Carnedd Llewellyn is a mere 3,491 feet at it's highest point, on which I have been in winds well in excess of 100 mph; with heavy clothing, pack, ice/snow climbing hardware you could dig in the front points of your crampons into the ice, lean forward and "hang" at something around 40 degrees with your arms spread. The updraft was so strong up our descent route it would lift and throw you back over the top; picture one of those updraft type wind tunnel machines used to simulate freefall during parachuting. We had to lay prone, crawl and pull ourselves down over a hardpacked cornice onto the snowface to descend.

Another afternoon in the same area, coming down off another snow and ice climb we encountered downdrafts that came in intermittant gusts across a lake. At something less than 2,000 feet. They were so strong that it was impossible to withstand them any more erect than a braced huddle on the ground. Getting caught offguard meant an uncontrolled (and uncomfortable) fast trip over many yards of some very rough ground.

Others have no doubt experienced worse, perhaps in Scotland - or in the Cascades. But the differences will be academic to flying.

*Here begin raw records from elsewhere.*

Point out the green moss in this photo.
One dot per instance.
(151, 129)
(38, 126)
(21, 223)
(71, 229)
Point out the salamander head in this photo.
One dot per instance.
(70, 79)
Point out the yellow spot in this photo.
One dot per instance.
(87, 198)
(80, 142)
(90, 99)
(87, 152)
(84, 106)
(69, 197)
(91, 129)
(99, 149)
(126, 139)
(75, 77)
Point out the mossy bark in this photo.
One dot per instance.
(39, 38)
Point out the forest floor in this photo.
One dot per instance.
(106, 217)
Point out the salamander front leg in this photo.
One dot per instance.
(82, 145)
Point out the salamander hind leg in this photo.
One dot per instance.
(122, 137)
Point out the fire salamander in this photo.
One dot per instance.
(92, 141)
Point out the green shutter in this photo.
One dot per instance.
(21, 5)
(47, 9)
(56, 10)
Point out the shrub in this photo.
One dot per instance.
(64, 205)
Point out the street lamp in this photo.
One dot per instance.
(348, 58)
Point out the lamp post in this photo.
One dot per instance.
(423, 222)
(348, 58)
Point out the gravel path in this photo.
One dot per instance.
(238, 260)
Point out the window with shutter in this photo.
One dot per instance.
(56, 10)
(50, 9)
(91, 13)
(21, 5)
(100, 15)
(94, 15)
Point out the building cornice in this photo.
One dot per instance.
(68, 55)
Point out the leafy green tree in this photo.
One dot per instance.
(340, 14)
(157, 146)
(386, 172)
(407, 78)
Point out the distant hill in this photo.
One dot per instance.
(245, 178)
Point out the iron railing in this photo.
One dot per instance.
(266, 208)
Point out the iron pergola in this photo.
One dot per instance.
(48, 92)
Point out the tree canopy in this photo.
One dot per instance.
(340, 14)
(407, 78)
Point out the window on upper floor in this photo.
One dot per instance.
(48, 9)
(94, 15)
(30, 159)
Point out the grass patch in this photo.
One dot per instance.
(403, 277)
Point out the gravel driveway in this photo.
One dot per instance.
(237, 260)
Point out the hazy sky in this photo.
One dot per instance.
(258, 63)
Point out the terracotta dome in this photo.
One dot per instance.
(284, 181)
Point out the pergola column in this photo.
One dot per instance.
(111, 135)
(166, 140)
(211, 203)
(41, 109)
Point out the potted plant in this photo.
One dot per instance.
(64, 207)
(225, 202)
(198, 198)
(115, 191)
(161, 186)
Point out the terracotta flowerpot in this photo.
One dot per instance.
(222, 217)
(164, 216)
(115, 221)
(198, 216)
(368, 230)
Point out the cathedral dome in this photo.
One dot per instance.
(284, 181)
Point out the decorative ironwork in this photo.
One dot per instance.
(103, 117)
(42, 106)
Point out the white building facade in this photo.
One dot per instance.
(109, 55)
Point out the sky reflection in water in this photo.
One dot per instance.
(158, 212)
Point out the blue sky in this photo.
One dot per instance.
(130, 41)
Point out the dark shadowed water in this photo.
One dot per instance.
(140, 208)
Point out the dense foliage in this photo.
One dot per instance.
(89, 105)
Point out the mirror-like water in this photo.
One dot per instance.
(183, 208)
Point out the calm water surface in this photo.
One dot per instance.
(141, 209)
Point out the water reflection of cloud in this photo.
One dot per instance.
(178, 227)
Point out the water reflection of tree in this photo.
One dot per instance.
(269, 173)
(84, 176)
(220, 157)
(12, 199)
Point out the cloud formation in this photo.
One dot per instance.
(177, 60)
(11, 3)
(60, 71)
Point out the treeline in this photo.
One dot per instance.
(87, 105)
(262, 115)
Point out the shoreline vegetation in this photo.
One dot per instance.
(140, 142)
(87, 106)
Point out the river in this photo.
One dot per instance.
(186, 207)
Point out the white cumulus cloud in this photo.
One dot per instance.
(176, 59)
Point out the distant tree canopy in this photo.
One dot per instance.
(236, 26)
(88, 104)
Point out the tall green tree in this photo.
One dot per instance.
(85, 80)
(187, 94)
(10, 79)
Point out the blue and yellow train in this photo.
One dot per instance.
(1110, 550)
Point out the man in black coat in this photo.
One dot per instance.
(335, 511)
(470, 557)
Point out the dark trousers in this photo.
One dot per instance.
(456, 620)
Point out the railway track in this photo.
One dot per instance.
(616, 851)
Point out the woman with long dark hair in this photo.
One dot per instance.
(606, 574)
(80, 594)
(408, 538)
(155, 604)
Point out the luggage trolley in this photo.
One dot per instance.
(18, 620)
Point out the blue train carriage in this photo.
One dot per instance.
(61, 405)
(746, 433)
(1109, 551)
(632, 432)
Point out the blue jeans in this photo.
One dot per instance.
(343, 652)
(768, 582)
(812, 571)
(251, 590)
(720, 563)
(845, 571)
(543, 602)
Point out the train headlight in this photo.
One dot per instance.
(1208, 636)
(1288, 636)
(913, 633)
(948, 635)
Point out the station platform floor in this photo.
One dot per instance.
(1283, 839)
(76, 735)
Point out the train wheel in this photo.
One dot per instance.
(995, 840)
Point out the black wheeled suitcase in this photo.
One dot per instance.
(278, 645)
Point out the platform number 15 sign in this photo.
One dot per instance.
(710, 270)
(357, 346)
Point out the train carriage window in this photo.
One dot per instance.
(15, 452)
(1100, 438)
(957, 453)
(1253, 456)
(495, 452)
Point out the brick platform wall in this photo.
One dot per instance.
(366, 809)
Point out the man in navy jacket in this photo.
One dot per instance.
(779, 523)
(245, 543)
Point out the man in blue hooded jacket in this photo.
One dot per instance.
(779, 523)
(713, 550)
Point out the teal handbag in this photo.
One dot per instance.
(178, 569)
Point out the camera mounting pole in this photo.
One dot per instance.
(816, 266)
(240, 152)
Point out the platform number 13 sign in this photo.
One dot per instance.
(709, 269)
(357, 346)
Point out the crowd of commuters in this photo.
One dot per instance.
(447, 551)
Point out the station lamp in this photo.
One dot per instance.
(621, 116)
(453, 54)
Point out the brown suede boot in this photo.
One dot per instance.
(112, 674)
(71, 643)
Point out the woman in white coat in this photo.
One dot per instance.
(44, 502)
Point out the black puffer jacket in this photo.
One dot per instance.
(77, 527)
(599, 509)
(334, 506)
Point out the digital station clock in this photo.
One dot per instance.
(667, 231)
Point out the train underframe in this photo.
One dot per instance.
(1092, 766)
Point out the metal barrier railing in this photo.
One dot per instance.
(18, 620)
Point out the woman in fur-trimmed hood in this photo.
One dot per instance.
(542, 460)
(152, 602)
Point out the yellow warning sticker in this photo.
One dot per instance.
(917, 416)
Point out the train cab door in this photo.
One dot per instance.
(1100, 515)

The "hills" in North Wales are littered with plane wrecks going back to WW2, and the abruptly changing weather kills people on a regular basis.

As it happens, there are peaks higher than 10,000 in the alps (and the himalayas), where climbers, hikers and tourists get into trouble, get stranded or killed on a regular basis. The airborne SAR operations face the same problems.

Fleetwing,

The Westland Wessex is a helicopter (these replaced Westland Whirlwinds used in the early 70s - I think they use Seakings now but I have not been over that side of the pond since '95). They operate out of RAF Valley on Anglesey Island off the North Wales northwest coast; the helicopter SAR training base, among other things, for the RAF.